The confirmation of this “massive flight” also comes from the President of the Episcopal Conference of Venezuela, Mgr. José Luis Azuaje Ayala OCD, Bishop of the Diocese of Trujillo, who in a recent interview with the press said: “We Bishops are often accused by the government of being opponents. What is certain is that if being on the side of the poor means being in opposition, then yes: we are in opposition”. Mgr. Azuaje added that “A channel for humanitarian aid must be opened urgently. There are millions who flee”.

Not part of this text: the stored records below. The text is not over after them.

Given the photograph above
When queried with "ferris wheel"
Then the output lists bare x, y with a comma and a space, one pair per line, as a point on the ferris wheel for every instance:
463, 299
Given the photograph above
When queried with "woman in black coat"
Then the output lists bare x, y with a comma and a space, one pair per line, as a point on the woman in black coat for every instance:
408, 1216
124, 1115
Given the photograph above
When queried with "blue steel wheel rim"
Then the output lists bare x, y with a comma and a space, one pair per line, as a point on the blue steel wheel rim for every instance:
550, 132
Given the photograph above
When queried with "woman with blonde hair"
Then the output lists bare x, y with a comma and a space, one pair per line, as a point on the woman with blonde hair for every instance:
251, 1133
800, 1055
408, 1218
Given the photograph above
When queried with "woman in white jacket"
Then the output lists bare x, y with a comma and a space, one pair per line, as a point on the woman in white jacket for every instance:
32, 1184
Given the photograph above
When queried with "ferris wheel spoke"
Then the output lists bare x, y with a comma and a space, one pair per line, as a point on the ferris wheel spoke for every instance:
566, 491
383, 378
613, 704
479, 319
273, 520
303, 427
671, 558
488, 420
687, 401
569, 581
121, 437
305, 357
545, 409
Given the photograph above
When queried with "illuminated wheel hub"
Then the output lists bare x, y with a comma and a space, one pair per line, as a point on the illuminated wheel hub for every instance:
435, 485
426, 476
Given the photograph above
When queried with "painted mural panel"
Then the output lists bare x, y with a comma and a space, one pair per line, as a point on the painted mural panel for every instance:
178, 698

Janeth Marquez, director of Caritas Venezuela, pointed out: “we have almost 4 million Venezuelans who have left the country with a huge social cost: broken families, children and elderly left alone. Caritas Venezuela is doing everything possible, but we have limited means. “We call for the urgent opening of a channel for humanitarian aid. This crisis is destroying the lives of all Venezuelans. The majority of children born in the last five years are growing up in a condition of chronic malnutrition”.
The Colombian Church, almost the only institution that actually welcomes Venezuelans, denounces that its structures for migrants are at the limit of its capacity. The Diocese of Cucuta, near the border, in coordination with the Venezuelan diocese of San Cristobal, is perhaps the only one that manages to give migrants something to eat in Colombian territory and, on special occasions such as Holy Week, also to send help to Venezuelan Churches. In 2019 Cucuta sent one million hosts and about 50 liters of wine for mass to the Venezuelan communities.
The situation at the border has unfortunately worsened, because the need to feed the migrants has been compounded by the insecurity caused by certain paramilitary groups that occasionally collide with each other or with members of the Colombian law enforcement. Thus migrant groups become more vulnerable and cases of xenophobia against Venezuelans begin to appear among the population.
“This is the largest and most serious migration of the continent in its history”, said Mauricio García Durán, director of the Jesuit Refugee Service for Latin America. “The most difficult situations that have been recorded concern health needs – he stresses – women and children are the main victims, which is why the demand for health services has risen dramatically – there is a crisis in the health system on the border, for example, in the University Hospital of Cúcuta, on the border with Venezuela , 70% of women who give birth are Venezuelan”.